You write very much in the style of your father. Like him, you tie together long quotes, with rather poor segues and transitions. This is so evident in your website that I marvel that I didn’t get it sooner. And you’ve gotten the same kind of accurate and strong criticism your father got for what passes for writing. And the same kind of “this guy really didn’t take the time to know what he was talking about before he became a legend in his own mind” criticism.
On October 27, 1979, I’m 13 years old and a few weeks into eighth grade. I sensed a growing excitement in my home over my father’s lecture this Sabbath afternoon. This would be like the Seventh-Day Adventist Super Bowl. It would pit my father the reformer versus the traditionalists in the church. Dad believed he was on a righteous mission. He viewed himself as standing up for the Truth and for Jesus Christ as against faulty man-made tradition.
I had long since ceased to care about anything my father said from the pulpit. I’d been forced to listen to thousands of hours of his sermons and I was completely insensate to his rhetoric, just as I was insensate to the thousands of pages of Christian apologetics he had forced me to read. I had no doubt my father was a great man because everyone told me so. I could see the awe that thousands of people had for him but my father’s teachings meant nothing to me. I didn’t care about the mechanics of salvation. I didn’t care about religious controversies. I cared about girls and sports.

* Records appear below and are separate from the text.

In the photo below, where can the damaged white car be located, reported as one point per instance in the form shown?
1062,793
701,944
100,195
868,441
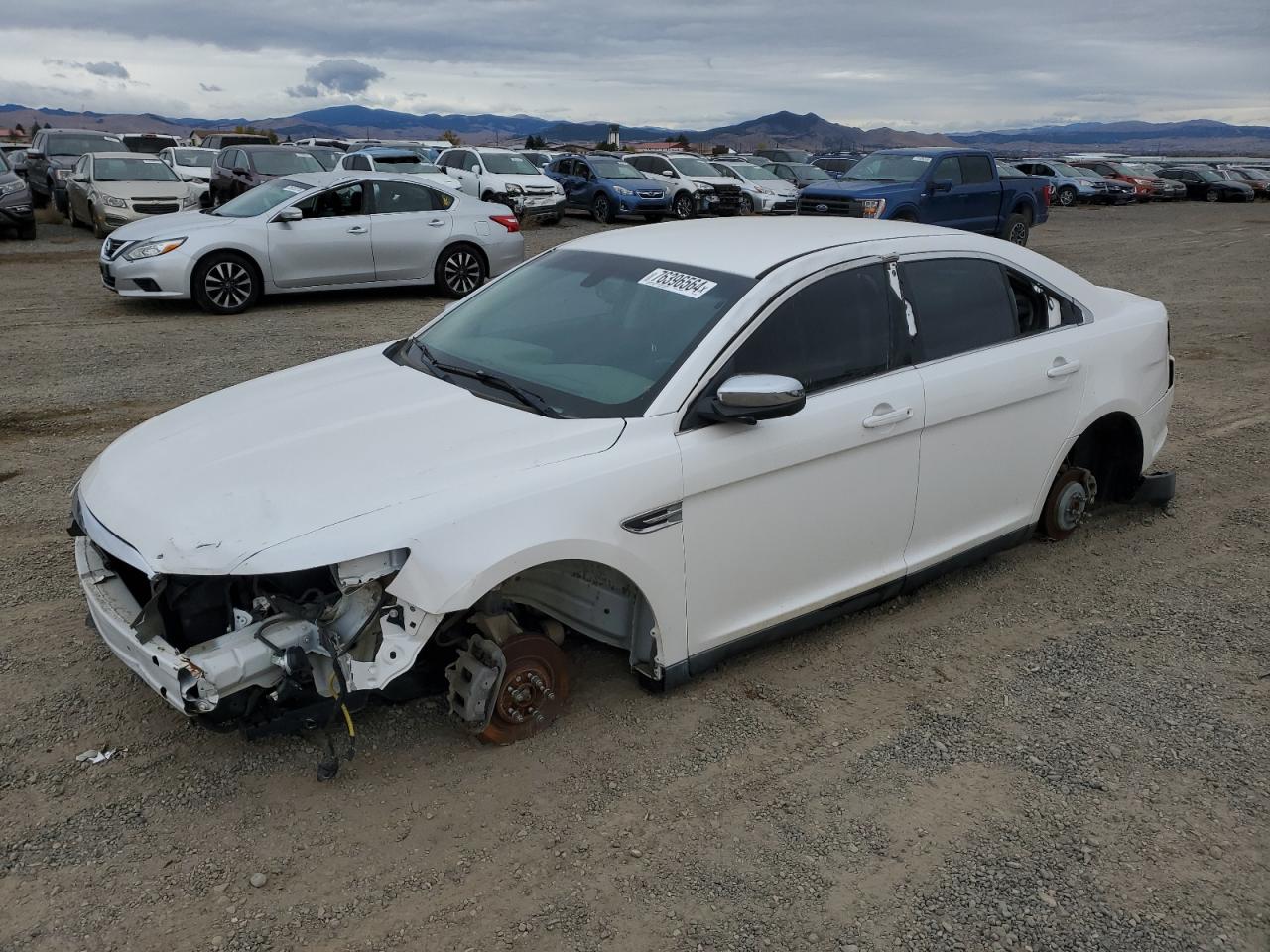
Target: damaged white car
676,440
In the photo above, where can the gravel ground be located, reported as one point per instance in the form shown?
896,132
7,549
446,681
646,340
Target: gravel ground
1062,749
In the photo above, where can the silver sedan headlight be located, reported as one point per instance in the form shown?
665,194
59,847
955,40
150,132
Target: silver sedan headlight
153,249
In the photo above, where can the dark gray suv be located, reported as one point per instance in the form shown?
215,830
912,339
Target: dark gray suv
16,209
51,157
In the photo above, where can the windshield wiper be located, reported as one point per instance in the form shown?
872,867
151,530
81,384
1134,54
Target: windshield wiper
443,370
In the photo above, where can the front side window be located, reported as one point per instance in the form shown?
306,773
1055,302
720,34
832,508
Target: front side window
285,163
959,304
975,169
595,335
335,203
949,171
830,331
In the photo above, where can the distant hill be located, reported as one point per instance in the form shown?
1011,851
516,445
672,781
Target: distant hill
781,128
1194,136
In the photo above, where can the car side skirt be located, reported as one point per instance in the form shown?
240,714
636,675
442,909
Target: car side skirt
703,661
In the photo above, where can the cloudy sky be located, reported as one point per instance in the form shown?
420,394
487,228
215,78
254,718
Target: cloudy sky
907,63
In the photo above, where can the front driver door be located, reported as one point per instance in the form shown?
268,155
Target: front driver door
330,245
803,512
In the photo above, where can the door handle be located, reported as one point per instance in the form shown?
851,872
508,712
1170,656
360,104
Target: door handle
885,416
1062,368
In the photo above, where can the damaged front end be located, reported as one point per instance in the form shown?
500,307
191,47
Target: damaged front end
271,653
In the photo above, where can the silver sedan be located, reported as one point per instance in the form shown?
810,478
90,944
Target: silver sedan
310,231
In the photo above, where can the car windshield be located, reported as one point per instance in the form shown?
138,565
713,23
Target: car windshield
890,168
77,145
694,167
594,335
325,157
193,158
285,163
132,171
615,169
262,198
756,173
508,164
810,173
404,164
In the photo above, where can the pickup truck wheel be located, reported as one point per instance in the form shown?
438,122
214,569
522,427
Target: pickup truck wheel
1015,230
602,209
534,689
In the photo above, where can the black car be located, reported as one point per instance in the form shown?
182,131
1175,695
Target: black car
16,211
51,157
239,169
1205,184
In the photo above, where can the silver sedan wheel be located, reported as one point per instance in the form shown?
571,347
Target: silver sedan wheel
227,285
462,272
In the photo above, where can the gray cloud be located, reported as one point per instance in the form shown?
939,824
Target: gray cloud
107,70
907,63
341,76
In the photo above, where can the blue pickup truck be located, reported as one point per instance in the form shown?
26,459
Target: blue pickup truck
957,188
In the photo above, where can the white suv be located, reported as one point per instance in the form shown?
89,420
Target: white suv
697,186
676,440
507,177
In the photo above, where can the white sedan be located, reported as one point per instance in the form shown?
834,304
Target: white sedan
326,230
676,440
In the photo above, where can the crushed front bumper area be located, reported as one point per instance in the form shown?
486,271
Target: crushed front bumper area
284,660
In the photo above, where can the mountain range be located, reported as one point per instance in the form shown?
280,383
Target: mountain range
781,128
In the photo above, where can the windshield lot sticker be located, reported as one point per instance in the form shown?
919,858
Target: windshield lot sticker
679,282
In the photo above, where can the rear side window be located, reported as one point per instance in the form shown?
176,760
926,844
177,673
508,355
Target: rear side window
830,331
959,304
975,169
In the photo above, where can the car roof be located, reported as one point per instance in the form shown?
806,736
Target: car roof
748,246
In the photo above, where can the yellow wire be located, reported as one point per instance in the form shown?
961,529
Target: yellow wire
348,716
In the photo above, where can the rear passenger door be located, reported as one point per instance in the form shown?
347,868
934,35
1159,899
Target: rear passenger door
980,193
411,225
1001,359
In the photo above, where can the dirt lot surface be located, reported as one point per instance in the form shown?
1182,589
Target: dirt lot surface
1064,749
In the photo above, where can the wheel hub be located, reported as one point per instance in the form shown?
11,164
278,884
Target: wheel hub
534,688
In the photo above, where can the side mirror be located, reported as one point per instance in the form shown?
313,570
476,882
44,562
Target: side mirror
749,398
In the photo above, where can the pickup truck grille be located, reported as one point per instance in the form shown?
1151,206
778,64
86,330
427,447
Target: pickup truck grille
829,206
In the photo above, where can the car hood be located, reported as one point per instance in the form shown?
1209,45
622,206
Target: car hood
143,189
176,225
202,488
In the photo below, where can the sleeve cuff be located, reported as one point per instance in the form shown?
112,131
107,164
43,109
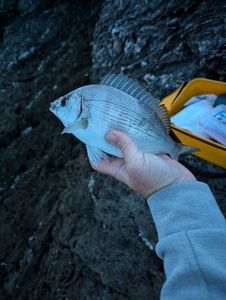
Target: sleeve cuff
185,206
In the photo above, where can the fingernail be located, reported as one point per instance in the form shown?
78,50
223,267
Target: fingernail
111,138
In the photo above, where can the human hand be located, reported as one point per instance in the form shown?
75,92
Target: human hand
145,173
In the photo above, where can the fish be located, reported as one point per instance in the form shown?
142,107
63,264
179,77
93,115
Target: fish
117,102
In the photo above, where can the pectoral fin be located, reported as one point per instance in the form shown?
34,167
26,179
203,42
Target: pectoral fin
95,155
73,126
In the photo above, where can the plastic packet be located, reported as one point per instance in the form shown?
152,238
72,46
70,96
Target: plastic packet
213,123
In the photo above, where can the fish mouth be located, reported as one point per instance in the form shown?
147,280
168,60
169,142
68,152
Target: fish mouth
53,107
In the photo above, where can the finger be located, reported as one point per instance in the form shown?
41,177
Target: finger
124,142
115,167
165,157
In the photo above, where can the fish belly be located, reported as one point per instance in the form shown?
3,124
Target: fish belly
91,137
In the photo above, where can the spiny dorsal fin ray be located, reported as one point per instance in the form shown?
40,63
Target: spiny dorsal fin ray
131,87
163,114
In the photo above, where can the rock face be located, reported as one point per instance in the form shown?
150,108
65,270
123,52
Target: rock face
161,43
68,232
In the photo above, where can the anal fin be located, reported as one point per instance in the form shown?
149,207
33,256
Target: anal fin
95,155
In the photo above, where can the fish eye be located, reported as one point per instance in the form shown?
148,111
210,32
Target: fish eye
63,102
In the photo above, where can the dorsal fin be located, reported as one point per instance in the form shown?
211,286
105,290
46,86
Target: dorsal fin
163,114
131,87
134,89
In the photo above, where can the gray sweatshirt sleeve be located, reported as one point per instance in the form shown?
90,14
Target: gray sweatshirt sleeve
192,241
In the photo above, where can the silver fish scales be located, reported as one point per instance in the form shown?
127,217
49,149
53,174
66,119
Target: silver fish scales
118,102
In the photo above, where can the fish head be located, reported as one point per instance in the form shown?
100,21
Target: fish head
67,108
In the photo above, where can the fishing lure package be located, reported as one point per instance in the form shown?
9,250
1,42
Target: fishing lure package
210,134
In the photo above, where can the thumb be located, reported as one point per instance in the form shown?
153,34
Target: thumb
123,142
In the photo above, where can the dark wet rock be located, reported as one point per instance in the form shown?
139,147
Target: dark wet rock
161,43
68,232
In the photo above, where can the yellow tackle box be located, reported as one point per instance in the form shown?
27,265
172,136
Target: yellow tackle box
208,149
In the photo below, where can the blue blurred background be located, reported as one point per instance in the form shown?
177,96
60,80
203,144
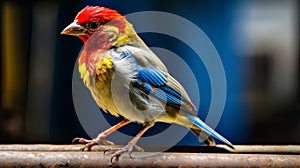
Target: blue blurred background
256,40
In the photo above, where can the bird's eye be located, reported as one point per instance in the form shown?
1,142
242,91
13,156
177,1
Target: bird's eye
93,25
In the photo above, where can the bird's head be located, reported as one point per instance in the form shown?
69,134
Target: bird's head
106,24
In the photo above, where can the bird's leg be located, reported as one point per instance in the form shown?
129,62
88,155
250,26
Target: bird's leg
130,146
101,137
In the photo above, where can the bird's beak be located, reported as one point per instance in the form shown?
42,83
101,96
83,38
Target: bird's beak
74,29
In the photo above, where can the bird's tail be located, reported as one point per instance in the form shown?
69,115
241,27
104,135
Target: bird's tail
205,132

I am aware of the controversy that my father throws off in his wake and a sense that things must come to a head.
I learned from my dad an ability to convulse people, to figure out their weak points and with innocent appearance, to put my finger on their wounds and to rouse them to fury while simultaneously protesting my innocence. “What do you mean? All I did was X.”
My dad is the rock star of the Church. As Protestants, Adventists have few rituals, so what unites them is the desire for a good sermon and my father knew how to give a good sermon promising Christians what they most want — forgiveness of sin and the promise of eternal life.